Nisâ Suresi 34. Ayetinin Arapçası:
اَلرِّجَالُ قَوَّامُونَ عَلَى النِّسَٓاءِ بِمَا فَضَّلَ اللّٰهُ بَعْضَهُمْ عَلٰى بَعْضٍ وَبِمَٓا اَنْفَقُوا مِنْ اَمْوَالِهِمْۜ فَالصَّالِحَاتُ قَانِتَاتٌ حَافِظَاتٌ لِلْغَيْبِ بِمَا حَفِظَ اللّٰهُۜ وَالّٰت۪ي تَخَافُونَ نُشُوزَهُنَّ فَعِظُوهُنَّ وَاهْجُرُوهُنَّ فِي الْمَضَاجِعِ وَاضْرِبُوهُنَّۚ فَاِنْ اَطَعْنَكُمْ فَلَا تَبْغُوا عَلَيْهِنَّ سَب۪يلًاۜ اِنَّ اللّٰهَ كَانَ عَلِيًّا كَب۪يرًا
Nisâ Suresi 34. Ayetinin Meali (Anlamı):
Erkekler kadınlar üzerinde yönetici ve koruyucudurlar. Bunun sebebi, Allah’ın insanların bir kısmını diğerlerinden üstün yaratması ve bir de erkeklerin, kendi mallarından mehir ve evin geçimi gibi harcama yükümlülüklerinin olmasıdır. Şu halde sâliha kadınlar itaatkârdırlar. Allah’ın, onların kocaları üzerindeki haklarını korumasına karşılık, hanımlar da kocalarının bulunmadığı zamanlarda ve kimsenin görmeyeceği yerlerde namuslarını, onların mallarını ve çocuklarını korurlar. Dikbaşlılık ve serkeşliklerinden yıldığınız kadınlara gelince; öncelikle bunlara nasihat edin, vazgeçmezlerse yataklarında yalnız bırakın, bu da sonuç vermezse onları dövün. Size itaat ederlerse artık onlara haksızlık etmek için herhangi bir bahane aramayın. Çünkü Allah çok yücedir, çok büyüktür.

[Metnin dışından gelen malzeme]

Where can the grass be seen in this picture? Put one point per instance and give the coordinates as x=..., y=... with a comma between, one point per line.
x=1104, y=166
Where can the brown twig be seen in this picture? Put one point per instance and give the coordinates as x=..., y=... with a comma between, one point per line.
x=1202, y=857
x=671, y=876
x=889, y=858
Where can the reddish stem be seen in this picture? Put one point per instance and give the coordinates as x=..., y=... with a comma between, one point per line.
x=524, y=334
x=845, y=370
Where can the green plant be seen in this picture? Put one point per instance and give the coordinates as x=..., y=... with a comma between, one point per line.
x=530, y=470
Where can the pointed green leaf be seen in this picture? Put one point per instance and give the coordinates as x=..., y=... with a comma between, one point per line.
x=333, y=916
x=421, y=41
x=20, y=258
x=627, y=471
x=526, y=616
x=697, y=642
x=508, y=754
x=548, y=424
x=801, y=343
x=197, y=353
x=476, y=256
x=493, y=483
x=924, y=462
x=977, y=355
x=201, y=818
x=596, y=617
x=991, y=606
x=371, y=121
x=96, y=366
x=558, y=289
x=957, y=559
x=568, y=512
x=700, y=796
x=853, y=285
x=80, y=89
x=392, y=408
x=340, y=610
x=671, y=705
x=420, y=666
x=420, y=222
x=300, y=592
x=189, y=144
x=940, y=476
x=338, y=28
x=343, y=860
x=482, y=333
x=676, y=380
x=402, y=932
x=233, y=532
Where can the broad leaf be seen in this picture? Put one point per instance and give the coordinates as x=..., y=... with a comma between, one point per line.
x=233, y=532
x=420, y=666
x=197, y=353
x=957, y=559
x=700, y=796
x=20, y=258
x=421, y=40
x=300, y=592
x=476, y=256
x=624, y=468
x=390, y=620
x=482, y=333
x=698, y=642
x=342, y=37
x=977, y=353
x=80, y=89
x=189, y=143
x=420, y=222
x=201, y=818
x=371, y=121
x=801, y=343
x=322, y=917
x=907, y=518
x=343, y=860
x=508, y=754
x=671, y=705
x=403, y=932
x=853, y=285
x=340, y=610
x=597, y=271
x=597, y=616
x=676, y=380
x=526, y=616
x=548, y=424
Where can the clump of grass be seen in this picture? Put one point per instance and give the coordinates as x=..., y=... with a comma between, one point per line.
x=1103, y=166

Nisâ Suresi 34. Ayetinin Tefsiri:
“Koruyucu
ve yönetici” olarak çevrilen kelime, اَلْقَوَّامُ
(kavvâm)dır. Kavvâm; bir işe bakan ve onu gereği gibi yapıp sonuçlandırmaya
önem veren mânasını taşır. Buna göre erkekler kadınların genel anlamda hâkimi
olmakla birlikte, bu hâkimiyet mutlak ve keyfî değil, “Bir kavmin efendisi,
ona hizmet edendir” (Deylemî, Müsned, II, 324) hadisindeki mânaya
uygun olarak, hizmet etme anlamını da içinde barındıran bir hâkimiyettir.
Böylelikle, Kur’ân’ın belirlediği aile ve toplum içindeki iş bölümünde, kadınla
erkek arasında mutlak bir eşitlikten bahsetmek doğru değildir. Ancak her iki
cinsin fıtratlarına uygun düşecek bir işbölümünden ve dayanışmadan söz etmek
mümkündür.
Âyette
kocaların eşleri üzerindeki değil de, genel olarak erkeklerin kadınlar
üzerindeki koruyuculuk ve yöneticiliğinden bahsedilir. Erkeklerin bu özelliği
de, biri fıtrî, diğeri ise kesbî ve içtimâî nitelikte olan şu iki sebebe
bağlanır:
Birincisi;
Allah insanların bir kısmını diğerlerinden daha üstün özelliklerle yaratmıştır.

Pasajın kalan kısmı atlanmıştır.